Acquiring new knowledge via supervised fine-tuning is correlated with hallucinations w.r.t. pre-existing knowledge. LLMs struggle to integrate new knowledge through fine -tuning and mostly learn to use their pre-existing knowledge.

In summary, if unknown knowledge appears during the fine-tuning process, it will cause damage to the model. This performance decrease was associated with an increase in hallucinations. In contrast, it may be that known examples have beneficial effects. This suggests that the model has difficulty integrating new knowledge. That is, there is a conflict between what the model has learned and how it uses the new knowledge. This may be related to alignment and instruction tuning (but this paper did not study this).

So if you want to use a model with specific domain knowledge, the paper recommends that it is best to use RAG. And results marked "I don't know" can find other strategies to overcome the limitations of these fine-tunings.

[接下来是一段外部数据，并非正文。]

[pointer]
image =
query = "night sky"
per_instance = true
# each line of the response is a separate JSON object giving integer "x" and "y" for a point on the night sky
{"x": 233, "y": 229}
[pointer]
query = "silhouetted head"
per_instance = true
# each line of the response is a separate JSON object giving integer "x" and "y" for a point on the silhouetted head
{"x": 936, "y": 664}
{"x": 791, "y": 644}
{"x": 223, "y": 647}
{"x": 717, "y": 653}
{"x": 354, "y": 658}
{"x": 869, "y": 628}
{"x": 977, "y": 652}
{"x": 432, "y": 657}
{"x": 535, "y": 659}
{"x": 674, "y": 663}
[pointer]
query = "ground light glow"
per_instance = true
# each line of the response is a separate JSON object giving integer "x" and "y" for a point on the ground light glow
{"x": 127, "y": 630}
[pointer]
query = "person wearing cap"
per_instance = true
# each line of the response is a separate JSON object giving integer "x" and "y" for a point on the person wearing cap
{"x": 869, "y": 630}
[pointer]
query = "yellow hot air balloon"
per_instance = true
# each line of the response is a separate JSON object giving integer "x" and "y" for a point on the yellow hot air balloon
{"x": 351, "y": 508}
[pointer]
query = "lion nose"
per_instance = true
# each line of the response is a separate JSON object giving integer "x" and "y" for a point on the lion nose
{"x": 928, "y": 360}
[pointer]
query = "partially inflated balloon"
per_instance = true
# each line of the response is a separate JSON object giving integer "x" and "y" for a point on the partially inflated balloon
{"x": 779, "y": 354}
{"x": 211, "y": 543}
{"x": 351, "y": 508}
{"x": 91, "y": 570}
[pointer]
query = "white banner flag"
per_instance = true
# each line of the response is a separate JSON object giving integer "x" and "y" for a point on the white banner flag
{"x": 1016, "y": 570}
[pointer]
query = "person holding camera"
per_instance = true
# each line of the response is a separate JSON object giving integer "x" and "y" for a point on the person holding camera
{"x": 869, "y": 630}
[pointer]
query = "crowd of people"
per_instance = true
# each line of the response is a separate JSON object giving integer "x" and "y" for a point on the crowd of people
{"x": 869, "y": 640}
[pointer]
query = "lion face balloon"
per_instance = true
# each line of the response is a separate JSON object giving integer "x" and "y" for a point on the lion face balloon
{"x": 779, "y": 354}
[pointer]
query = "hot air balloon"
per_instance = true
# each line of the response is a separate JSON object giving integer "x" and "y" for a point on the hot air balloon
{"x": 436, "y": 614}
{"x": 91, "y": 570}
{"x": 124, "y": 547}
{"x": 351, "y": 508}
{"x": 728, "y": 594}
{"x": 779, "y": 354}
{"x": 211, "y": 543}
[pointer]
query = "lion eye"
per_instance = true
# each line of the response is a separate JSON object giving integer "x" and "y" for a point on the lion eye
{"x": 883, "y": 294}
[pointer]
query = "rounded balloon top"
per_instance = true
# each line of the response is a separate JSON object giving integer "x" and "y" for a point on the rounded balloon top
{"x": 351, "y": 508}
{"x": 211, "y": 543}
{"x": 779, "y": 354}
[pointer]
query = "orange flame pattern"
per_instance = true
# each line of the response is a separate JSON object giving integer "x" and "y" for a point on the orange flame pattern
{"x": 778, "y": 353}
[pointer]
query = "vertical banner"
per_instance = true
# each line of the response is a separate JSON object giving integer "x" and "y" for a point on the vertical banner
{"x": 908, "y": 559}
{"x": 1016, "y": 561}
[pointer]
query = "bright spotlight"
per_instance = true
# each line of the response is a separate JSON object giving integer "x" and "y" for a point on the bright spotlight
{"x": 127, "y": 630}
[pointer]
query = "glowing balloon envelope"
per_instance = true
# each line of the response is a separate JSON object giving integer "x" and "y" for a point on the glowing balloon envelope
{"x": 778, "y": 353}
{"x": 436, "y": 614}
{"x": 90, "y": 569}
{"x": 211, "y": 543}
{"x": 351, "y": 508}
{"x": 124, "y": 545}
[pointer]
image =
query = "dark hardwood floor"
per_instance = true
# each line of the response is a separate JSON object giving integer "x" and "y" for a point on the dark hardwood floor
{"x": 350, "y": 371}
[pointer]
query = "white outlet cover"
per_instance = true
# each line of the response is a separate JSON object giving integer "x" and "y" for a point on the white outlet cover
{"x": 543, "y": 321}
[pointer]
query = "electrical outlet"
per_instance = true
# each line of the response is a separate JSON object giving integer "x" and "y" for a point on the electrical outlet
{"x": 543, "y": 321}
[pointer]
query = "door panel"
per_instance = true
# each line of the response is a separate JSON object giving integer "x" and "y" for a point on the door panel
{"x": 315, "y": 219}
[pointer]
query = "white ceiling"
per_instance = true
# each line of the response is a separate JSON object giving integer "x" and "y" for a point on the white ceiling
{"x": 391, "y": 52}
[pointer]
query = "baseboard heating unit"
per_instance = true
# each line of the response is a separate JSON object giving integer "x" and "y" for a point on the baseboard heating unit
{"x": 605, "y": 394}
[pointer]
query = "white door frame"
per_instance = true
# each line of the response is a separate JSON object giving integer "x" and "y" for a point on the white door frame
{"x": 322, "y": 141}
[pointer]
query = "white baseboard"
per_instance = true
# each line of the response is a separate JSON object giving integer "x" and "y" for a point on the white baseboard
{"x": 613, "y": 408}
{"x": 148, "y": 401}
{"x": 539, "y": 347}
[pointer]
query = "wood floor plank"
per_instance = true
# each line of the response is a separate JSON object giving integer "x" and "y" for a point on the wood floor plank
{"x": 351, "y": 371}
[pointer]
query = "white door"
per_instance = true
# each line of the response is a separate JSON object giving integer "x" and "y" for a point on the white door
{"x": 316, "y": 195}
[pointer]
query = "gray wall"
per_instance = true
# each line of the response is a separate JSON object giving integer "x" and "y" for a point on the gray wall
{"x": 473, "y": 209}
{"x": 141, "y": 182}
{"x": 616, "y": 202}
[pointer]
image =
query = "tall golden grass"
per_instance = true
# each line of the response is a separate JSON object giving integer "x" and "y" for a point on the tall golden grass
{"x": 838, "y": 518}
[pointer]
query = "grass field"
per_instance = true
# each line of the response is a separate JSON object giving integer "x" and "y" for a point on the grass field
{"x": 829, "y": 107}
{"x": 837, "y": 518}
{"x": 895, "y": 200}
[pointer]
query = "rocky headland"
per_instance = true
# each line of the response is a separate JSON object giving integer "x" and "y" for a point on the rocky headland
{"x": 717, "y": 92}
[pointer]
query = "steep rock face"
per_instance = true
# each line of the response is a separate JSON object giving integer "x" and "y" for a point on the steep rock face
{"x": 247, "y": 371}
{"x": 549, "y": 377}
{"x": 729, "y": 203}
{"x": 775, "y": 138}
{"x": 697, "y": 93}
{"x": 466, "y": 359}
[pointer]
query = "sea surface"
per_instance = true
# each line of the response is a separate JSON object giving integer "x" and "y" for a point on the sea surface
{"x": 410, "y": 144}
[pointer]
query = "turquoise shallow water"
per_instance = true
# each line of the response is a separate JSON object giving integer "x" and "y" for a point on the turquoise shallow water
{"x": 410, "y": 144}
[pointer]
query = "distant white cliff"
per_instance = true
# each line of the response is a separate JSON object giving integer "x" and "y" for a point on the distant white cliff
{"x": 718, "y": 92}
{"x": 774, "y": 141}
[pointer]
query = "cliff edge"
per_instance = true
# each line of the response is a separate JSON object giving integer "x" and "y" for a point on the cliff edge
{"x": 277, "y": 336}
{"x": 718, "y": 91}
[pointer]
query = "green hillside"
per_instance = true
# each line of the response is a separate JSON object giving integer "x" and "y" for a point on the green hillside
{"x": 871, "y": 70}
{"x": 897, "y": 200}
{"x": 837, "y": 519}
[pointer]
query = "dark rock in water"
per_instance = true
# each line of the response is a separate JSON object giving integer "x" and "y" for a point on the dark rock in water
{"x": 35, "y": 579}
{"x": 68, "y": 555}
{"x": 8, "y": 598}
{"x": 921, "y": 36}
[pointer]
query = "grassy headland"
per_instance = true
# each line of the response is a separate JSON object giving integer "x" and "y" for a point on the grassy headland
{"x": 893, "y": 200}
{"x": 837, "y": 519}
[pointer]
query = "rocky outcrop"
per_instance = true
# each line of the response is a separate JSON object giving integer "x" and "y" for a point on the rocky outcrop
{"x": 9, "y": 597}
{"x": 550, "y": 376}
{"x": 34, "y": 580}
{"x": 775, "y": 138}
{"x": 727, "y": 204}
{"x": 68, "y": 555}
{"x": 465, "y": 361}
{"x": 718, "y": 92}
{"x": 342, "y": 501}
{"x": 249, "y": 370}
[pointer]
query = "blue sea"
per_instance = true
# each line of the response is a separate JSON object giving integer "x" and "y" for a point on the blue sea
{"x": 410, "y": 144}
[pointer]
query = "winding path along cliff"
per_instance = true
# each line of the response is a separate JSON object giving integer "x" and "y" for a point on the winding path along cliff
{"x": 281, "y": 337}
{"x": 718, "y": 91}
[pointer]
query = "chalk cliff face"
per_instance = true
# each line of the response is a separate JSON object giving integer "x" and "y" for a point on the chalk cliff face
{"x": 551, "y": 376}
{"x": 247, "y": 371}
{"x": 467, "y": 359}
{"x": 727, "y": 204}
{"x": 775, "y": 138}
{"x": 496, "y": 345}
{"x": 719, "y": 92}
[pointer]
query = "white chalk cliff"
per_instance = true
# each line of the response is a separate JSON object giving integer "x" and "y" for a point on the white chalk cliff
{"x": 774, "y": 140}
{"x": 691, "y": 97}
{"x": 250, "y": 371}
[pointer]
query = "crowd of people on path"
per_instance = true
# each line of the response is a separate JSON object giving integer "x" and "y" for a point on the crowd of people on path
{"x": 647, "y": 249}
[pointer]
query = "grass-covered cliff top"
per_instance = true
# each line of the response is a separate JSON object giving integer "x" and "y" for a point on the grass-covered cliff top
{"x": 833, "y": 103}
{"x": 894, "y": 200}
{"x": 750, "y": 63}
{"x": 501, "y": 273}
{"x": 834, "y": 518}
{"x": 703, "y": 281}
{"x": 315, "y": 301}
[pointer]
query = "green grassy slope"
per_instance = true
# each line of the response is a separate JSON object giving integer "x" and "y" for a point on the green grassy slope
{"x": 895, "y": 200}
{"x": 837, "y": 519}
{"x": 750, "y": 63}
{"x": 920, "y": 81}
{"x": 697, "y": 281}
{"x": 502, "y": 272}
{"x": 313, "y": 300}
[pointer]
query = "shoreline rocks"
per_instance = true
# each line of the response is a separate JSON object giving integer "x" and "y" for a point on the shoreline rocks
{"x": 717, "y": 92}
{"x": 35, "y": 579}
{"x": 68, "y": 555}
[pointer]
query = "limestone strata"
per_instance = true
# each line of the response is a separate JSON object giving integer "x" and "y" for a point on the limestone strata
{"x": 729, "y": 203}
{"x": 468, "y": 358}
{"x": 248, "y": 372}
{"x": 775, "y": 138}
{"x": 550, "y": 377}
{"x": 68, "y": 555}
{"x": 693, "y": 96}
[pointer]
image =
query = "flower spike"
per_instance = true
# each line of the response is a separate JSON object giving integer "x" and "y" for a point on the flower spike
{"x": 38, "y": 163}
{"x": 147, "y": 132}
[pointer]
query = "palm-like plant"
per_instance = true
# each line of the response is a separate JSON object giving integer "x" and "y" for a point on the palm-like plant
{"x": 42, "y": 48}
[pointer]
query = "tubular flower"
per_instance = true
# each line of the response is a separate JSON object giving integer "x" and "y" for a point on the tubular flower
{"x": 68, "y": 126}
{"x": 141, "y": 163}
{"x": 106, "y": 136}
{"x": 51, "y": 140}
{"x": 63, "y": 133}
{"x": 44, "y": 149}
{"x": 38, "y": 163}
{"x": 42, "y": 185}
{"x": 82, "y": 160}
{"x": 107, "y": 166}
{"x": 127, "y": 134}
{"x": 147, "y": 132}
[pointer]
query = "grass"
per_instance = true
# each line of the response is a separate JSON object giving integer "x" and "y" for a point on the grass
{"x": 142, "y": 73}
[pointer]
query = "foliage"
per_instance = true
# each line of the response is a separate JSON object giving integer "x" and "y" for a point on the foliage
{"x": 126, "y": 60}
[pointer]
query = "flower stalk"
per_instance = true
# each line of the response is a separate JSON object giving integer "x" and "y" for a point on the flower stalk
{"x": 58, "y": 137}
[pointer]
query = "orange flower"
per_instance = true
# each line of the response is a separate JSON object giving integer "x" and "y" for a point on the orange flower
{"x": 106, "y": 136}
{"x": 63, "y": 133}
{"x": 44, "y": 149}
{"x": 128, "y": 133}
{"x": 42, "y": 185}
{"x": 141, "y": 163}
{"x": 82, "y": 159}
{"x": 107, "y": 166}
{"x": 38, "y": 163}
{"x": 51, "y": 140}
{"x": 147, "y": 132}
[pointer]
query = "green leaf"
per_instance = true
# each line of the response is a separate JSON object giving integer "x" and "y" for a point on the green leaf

This study is very interesting and shows that the factors of fine-tuning and how to resolve conflicts between old and new knowledge remain unclear. That's why we test the results before and after fine-tuning.

以上是微调真的能让LLM学到新东西吗:引入新知识可能让模型产生更多的幻觉的详细内容。更多信息请关注PHP中文网其他相关文章！